But as well as supporting local talent, readers in Iceland are naturally outward-looking in their book choices too. Kjartan says: “The tradition kind of sits at the intersection of those two impulses: sustaining our own literary life while staying curious about the rest of the world. We are, after all, a very small island stuck in the middle of nowhere between two continents.”
This internationalism is reflected in Reykjavík’s status as a Unesco City of Literature, Unesco being something else established after the second world war, this time to safeguard arts, culture and science against politicisation or wartime destruction.
Reykjavík has been part of the International network since 2011, and as 90% of the country’s writers live in the city, so if you are there you are either writing a book or inspiring someone else’s.

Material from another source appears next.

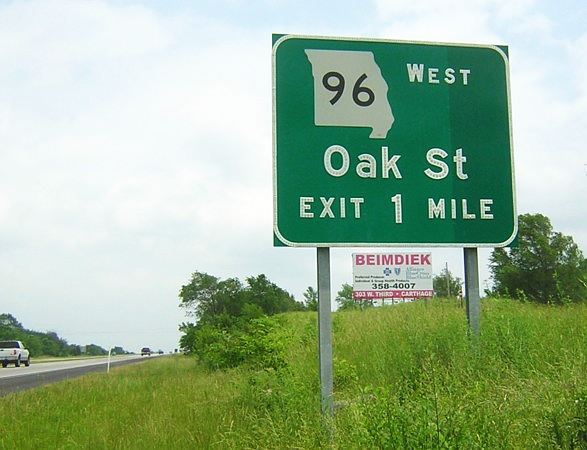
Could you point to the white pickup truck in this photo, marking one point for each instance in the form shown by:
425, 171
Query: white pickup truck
13, 352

This is a reflection of government support for literary culture but also of strong public feeling around reading and stories, aided by Icelandic tradition, like the great Icelandic sagas, but also by practices like the Jólabókaflóðið making Icelandic literature a more viable pursuit for everyone.
The practice has attracted admiration across Europe in recent years, particularly as phones, social media and electronics threaten to diminish reading as a pastime.
Cosy pieces have appeared across the world’s media, fuelled by the hygge craze of the last few years and accompanied by Instagrammable photos of hot chocolate and woolly socks.
But beyond the trendy credentials, it seems a perfect opportunity to enjoy some quiet family time, to retreat from screens and to prioritise reading for a few hours at a busy time of year.
Not to mention the huge boon to literacy and to the publishing and book-selling industries in creating a national tradition of reading and book-buying.
I hope it catches on here. Either way, come Christmas Eve, we will be unwrapping our carefully chosen books, decanting our Christmas cocktails and submerging ourselves in our own little Jólabókaflóðið in front of the fire. Skál!